In March 17 letters to Sens. Tammy Baldwin, D-Wis., and Joni Ernst, R-Iowa, and Reps. Anna Eshoo, D-Calif., and Drew Ferguson, R-Ga. , ADA President Daniel J. Klemmedson, D.D.S., M.D., and Executive Director Kathleen T. O’Loughlin, D.M.D., thanked the lawmakers and said they believe the bill will positively impact the quality of life for patients with congenital anomalies.
They noted that one in every 33 children in the United States is born with a congenital anomaly or birth defect that affects the way they look, develop or function and said the Ensuring Lasting Smiles Act is crucial to ensuring that children with congenital anomalies and birth defects are able to receive the treatment they need.
“Many of these congenital anomalies include severe oral and facial defects such as cleft lip or palate, skeletal and maxillofacial deformities, hypodontia (absence of teeth), and enamel hypoplasia,” Drs. Klemmedson and O’Loughlin wrote. “These anomalies can interfere with a child’s ability to breathe, speak and/or eat in a normal manner. Specialized surgery is needed to correct these anomalies. These procedures are reconstructive in nature and are performed to correct abnormal structures of the body.”

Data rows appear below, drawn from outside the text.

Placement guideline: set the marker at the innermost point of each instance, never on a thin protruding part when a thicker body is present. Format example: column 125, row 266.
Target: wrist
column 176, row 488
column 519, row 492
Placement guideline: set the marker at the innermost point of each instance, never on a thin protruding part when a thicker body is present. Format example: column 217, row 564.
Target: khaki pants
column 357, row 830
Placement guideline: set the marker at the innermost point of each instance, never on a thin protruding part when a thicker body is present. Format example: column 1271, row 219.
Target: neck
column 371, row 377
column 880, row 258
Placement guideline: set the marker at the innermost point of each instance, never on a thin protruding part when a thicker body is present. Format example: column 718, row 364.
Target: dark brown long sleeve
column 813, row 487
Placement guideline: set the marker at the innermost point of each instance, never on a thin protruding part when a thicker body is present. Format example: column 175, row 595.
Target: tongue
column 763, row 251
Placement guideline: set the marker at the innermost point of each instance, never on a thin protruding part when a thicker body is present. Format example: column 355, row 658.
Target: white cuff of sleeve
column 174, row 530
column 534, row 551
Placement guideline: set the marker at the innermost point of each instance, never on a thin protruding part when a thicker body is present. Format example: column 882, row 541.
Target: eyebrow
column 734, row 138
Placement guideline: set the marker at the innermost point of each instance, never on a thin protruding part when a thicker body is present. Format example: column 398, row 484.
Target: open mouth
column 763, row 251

Drs. Klemmedson and O’Loughlin pointed out that many insurance companies consider these services to be cosmetic, and while they may cover the preliminary surgeries, they often delay or deny follow-up or corrective procedures, including dental work related to the anomaly.

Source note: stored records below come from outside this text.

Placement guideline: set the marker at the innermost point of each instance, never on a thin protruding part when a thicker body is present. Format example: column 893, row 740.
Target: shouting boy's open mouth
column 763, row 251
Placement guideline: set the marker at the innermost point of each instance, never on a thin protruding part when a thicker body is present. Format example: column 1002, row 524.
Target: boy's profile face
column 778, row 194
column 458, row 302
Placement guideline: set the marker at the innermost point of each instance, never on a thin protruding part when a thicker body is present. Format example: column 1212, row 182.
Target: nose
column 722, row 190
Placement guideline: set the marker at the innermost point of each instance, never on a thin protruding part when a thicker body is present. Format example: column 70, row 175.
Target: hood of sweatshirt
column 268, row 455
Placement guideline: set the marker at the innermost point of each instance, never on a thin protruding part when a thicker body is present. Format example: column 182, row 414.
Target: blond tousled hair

“This can further delay a child’s developmental milestones,” Drs. Klemmedson and O’Loughlin wrote.
"Passage of [the Ensuring Lasting Smiles Act] would not only help patients with craniofacial anomalies, but would also ensure they have the necessary coverage to restore their ability to function,” the letter concluded. “On behalf of our members and their patients, we would like to thank you for taking the lead on this important legislation.”